Step 1: Understanding the Topic
This question involves a nuclear reaction, specifically a radioactive decay series. The key principle for solving this is the conservation of mass number (A, the superscript) and atomic number (Z, the subscript).
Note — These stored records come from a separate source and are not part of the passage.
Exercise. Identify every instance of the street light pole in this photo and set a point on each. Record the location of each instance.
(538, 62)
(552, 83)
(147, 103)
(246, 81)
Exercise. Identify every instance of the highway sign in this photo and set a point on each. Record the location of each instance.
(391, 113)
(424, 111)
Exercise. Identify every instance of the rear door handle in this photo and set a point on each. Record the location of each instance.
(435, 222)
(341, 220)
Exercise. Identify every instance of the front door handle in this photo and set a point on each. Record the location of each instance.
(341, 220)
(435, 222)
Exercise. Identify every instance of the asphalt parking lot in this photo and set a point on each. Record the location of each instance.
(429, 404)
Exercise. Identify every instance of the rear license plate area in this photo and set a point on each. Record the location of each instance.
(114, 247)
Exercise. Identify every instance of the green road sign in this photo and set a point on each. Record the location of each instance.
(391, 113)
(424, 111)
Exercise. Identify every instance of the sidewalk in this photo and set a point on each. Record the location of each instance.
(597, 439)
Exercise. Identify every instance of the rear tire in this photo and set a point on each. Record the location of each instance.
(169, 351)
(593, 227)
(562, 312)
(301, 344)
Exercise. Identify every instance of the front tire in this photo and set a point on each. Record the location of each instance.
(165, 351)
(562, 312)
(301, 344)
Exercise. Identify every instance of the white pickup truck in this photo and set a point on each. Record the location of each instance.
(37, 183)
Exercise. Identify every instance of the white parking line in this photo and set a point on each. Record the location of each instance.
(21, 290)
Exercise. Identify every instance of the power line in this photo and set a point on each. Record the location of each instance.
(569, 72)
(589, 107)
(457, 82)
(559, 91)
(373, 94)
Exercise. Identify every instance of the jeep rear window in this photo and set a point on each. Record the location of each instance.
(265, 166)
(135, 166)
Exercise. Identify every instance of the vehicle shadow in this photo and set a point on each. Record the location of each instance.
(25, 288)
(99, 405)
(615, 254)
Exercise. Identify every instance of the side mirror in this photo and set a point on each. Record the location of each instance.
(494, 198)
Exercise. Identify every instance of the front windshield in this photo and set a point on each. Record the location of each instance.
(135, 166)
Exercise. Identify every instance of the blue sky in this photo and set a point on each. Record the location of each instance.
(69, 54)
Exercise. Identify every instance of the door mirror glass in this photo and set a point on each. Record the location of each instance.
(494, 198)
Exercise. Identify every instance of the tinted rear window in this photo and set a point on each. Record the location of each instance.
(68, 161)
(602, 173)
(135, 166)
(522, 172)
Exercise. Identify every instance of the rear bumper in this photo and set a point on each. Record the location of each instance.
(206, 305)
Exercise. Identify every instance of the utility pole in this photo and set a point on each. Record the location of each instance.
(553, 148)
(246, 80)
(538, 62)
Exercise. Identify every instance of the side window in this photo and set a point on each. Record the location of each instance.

We must ensure that the sum of the mass numbers and the sum of the atomic numbers are equal on both the reactant and product sides of the nuclear equation.
Step 2: Key Approach - Conservation Laws
We need to know the changes caused by alpha ($\alpha$) and beta-minus ($\beta^-$) decay:
An $\alpha$-particle is a helium nucleus, ${}^{4}_{2}He$. Its emission decreases the mass number by 4 and the atomic number by 2.
A $\beta^-$-particle is an electron, ${}^{0}_{-1}e$. Its emission does not change the mass number but increases the atomic number by 1.
We will set up two equations, one for the conservation of A and one for the conservation of Z.
Step 3: Detailed Calculation
A. Conservation of Mass Number (A):
Let's check if the mass numbers are balanced.
\[
\text{Initial A} = 238
\]
\[
\text{Final A} = \text{A of Pb} + 7 \times (\text{A of } \alpha) + x \times (\text{A of } \beta^-)
\]
\[
\text{Final A} = 210 + 7 \times (4) + x \times (0) = 210 + 28 = 238
\]
The mass numbers are already balanced, which serves as a good check.
B. Conservation of Atomic Number (Z):
Now we set up the equation for the atomic numbers to find $x$.
\[
\text{Initial Z} = 92
\]
\[
\text{Final Z} = \text{Z of Pb} + 7 \times (\text{Z of } \alpha) + x \times (\text{Z of } \beta^-)
\]
\[
92 = 82 + 7 \times (2) + x \times (-1)
\]
\[
92 = 82 + 14 - x
\]
\[
92 = 96 - x
\]
Now, solve for $x$:
\[
x = 96 - 92
\]
\[
x = 4
\]
Step 4: Final Answer
The number of $\beta^-$ particles emitted is 4.
\[
\boxed{x = 4}
\]